Однако во второй половине XVII в. такое проявление радости одних от страданий других стало считаться дурным тоном. Памятники победе или полководцу по-прежнему возводились, как, например, Бранденбургские ворота в Берлине и колонна Нельсона на Трафальгарской площади в Лондоне. Но теперь на них редко изображался терпящий поражение противник и, тем более, пытки, издевательства и казни. Все это, безусловно, имело место во время и европейских, и уж тем более колониальных войн — например, во время Второй мировой войны солдаты американских войск в Тихом океане иногда в качестве трофеев отрезали у японцев уши [385] . Но даже в нацистской Германии принимались специальные меры, чтобы скрыть зверства от взора публики, а если этого не удавалось сделать, то объяснить жестокость либо военной необходимостью, либо свалить вину на противника, который первым нарушил правила.
385
J. W. Dower, War Without Mercy: Race and Power in the Pacific War (New York: Pantheon, 1986), p. 64.

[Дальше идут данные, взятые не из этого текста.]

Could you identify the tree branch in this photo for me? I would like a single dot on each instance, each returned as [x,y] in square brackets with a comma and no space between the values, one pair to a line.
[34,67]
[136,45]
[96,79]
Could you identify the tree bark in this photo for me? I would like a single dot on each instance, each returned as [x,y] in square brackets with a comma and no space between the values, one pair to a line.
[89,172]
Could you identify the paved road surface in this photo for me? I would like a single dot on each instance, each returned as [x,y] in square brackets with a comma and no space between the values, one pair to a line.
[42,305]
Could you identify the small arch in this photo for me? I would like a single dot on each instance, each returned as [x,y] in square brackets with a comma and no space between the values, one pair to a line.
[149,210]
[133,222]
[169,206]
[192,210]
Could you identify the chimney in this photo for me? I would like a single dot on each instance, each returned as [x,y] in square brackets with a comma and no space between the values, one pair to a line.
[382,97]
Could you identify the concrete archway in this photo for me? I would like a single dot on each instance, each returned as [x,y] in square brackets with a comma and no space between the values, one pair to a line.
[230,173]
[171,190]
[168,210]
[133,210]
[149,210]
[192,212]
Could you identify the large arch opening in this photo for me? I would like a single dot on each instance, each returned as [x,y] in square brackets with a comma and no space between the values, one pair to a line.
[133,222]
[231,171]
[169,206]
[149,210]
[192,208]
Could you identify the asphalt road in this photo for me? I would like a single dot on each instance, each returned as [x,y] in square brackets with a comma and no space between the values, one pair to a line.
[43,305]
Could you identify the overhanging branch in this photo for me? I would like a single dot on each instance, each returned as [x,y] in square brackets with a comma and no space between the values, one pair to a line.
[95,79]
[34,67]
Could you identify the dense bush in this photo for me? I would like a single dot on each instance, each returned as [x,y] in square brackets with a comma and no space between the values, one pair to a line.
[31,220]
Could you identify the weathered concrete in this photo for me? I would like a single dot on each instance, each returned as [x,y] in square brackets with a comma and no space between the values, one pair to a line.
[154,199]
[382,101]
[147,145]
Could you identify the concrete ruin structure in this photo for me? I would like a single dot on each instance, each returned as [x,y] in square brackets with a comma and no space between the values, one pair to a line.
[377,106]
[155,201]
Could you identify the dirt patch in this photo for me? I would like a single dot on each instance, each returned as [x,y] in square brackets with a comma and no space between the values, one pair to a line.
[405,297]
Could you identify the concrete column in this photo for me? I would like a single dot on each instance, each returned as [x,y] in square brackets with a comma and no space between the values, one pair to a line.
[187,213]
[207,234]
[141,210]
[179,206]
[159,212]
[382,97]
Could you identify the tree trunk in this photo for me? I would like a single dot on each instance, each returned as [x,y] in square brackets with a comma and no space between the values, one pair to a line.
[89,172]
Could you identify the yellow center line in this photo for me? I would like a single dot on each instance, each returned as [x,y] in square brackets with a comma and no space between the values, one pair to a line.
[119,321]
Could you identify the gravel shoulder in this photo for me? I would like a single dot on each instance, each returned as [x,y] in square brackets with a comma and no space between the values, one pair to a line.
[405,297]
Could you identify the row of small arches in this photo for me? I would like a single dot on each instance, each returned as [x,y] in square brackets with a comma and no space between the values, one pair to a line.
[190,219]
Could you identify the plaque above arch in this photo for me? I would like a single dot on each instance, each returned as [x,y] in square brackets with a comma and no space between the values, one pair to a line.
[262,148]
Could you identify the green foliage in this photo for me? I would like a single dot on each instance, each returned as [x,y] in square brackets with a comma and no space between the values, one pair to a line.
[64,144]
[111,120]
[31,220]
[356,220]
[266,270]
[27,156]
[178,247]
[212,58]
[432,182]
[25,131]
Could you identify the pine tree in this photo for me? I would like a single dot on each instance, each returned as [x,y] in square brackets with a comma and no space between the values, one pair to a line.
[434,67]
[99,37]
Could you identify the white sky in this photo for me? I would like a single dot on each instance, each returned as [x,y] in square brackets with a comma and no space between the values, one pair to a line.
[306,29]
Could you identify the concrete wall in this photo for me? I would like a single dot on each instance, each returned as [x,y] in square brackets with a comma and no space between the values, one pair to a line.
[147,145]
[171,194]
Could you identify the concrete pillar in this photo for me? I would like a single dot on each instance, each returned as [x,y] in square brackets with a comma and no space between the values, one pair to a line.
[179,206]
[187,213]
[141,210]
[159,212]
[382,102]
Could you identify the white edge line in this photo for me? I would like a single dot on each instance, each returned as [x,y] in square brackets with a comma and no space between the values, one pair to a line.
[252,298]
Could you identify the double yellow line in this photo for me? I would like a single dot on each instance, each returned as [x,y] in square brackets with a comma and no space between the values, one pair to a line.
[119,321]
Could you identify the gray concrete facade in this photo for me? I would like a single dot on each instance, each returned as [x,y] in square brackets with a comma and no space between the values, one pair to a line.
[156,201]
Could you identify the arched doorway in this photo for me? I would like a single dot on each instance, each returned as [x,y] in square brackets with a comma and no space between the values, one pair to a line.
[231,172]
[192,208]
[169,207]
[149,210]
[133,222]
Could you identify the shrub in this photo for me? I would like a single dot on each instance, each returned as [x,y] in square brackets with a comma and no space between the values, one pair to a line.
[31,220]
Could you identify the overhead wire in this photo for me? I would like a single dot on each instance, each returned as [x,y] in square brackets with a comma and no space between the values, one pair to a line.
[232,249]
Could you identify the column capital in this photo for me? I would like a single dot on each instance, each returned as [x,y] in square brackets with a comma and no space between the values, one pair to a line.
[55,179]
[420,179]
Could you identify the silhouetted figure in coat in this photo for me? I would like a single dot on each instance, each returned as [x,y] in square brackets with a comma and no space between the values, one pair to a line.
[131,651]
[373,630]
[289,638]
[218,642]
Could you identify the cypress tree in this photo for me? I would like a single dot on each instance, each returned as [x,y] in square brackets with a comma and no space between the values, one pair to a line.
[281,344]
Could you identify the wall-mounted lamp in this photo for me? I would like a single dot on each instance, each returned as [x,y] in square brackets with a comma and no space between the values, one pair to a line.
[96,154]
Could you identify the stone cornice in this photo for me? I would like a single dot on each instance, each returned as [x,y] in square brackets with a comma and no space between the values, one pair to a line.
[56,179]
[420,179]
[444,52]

Поскольку многие главы государств перестали лично командовать войсками, возникло современное различение между правительством, которое «ведет» войну на высшем военно-политическом уровне, и вооруженными силами, которые сражаются и погибают. К середине XVIII в. личную собственность правителей можно было легко отличить от государственной собственности. Следовательно, она стала священной, поэтому, когда во время Семилетней войны Фридрих II в порыве гнева захотел разрушить замок одного из своих австрийских противников, он столкнулся с сопротивлением со стороны своих собственных генералов [386] . О том, что война переставала быть делом личным, также свидетельствовало то, что воюющие друг с другом монархи теперь обращались друг к другу не иначе, как monsier топ frere [387] и обменивались изысканными комплиментами. Дело весьма далеко ушло от тех далеких дней, когда, например, Франциск I и Генрих VIII, готовясь к встрече на Поле Золотого Руна, должны были появиться в сопровождении заранее оговоренного количества вооруженных слуг из опасения быть похищенными или убитыми.
386
С. Duffy, The Army of Frederick the Great (London: Purnell, 1971), p. 9.
387
Господин брат мой (франц.). — Прим. пер.